The Reformers also rightly understood that the Scriptures alone provide an authoritative rule for faith and practice. If the Church must preserve and encourage anything, it is love for the Word of God and reliance upon this means of grace. If we lose the Word, we are lost.

And here, we must take stock, for temptation approaches every generation with the cry to abandon this truth. In the times of the patriarchs, the people of God gave into the temptation of pagan religion and rites. The New Testament Jews bowed the knee to legalism with deathly consequences. In the Middle Ages, the Church turned to popes, papal decrees, councils, tradition, and mysticism. Every age has its temptations. In our day, pop-psychology, marketing techniques, emotionalism, and spiritualism beckon the church to abandon its reliance upon the Scriptures.

If our aims are merely earthly, worldly means provide ample tools. But if we are engaged in the great fight of faith for things eternal, then let us employ the means God has granted us. It will not do to attempt to break down spiritual strongholds with mere earthly weapons. The ways of the world cannot and will not work Kingdom purposes. We battle against spiritual forces of evil. We wade into darkness and enter combat against pride, unbelief, worldliness, self-righteousness, sensuality, lust, and ultimately, hatred for God. We aim to see hearts of stone turned into hearts of flesh, the unburdening of spiritual guilt and despair, freedom from the reign of sin, and growth in likeness to Christ. We desire His will to be done on earth as it is in heaven.

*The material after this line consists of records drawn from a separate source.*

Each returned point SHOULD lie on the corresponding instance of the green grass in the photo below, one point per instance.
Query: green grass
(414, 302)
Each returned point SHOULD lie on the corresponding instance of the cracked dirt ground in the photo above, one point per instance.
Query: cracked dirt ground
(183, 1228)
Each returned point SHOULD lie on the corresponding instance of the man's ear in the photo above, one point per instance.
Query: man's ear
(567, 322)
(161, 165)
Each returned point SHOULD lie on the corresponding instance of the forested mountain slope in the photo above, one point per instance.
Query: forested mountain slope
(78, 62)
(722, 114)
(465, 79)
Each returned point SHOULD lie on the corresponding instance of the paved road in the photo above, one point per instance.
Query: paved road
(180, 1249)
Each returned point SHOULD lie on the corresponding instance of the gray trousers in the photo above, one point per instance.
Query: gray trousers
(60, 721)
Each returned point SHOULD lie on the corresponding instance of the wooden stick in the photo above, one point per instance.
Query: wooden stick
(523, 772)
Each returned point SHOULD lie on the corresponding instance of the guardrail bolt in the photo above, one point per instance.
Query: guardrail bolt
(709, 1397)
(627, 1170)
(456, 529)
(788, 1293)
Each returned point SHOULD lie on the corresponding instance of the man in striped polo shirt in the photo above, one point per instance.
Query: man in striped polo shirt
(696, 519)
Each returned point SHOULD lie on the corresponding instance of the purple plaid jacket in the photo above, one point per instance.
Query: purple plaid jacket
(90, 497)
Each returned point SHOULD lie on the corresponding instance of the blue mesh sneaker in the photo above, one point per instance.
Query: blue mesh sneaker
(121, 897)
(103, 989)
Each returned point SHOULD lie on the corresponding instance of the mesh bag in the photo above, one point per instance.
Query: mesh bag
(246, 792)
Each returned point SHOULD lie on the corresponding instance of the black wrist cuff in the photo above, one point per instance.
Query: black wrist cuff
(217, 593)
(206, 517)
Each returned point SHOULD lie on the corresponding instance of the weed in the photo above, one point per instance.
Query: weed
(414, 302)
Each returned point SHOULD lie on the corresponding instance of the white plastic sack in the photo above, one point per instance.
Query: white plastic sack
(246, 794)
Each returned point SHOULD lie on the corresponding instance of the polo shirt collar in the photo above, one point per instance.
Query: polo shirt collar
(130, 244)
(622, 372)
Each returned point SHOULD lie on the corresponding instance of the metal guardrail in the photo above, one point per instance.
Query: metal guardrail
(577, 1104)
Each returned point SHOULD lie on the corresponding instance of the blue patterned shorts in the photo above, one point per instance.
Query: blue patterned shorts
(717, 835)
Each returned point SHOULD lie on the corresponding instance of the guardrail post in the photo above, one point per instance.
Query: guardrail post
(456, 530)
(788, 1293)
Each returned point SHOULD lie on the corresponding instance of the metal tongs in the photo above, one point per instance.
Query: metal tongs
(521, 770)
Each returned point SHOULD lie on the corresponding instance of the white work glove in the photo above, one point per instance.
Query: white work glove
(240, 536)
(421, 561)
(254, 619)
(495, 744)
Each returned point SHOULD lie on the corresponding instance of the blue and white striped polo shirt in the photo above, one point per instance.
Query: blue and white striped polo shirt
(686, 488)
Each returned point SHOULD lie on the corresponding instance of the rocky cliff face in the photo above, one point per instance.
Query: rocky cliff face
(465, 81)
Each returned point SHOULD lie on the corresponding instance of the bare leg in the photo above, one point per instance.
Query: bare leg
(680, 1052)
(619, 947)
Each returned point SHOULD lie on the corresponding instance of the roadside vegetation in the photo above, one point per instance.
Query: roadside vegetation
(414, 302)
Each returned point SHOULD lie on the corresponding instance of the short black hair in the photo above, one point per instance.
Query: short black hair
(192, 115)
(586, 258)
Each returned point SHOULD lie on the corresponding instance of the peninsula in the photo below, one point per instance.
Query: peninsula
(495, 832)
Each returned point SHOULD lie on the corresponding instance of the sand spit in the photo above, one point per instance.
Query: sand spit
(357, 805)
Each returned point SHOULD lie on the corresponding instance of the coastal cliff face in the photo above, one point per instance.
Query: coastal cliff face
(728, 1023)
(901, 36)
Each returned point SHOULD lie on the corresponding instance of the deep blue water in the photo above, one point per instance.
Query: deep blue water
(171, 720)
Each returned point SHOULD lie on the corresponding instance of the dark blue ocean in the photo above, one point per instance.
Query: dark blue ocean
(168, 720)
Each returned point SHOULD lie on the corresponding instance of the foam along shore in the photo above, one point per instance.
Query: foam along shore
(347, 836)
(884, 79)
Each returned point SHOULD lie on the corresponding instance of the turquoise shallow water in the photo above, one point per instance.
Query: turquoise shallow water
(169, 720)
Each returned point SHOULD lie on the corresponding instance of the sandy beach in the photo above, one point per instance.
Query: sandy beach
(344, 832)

Only one weapon advances the Kingdom, only one means of grace has He supplied for this great endeavor, only one tool accomplishes God’s purposes in this world: His Word.

As the Church, we stand upon the Word of God (Ephesians 2:20), grow as we apply this Word (2 Timothy 3:16-17), reach-out to the lost with this Word (Romans 10:17), and assault our Adversary’s dominion with this Word (Ephesians 6:17).

If we would see the church prosper, and even experience reformation, it will happen by commitment to prayer and the Word. We long to look more like our Savior, desire to see a great work of the Lord in our day, and hope to pass on this faith to the next generation (Psalm 78:1-3); all this requires a commitment and love for prayer and the Word among God’s people. May it be.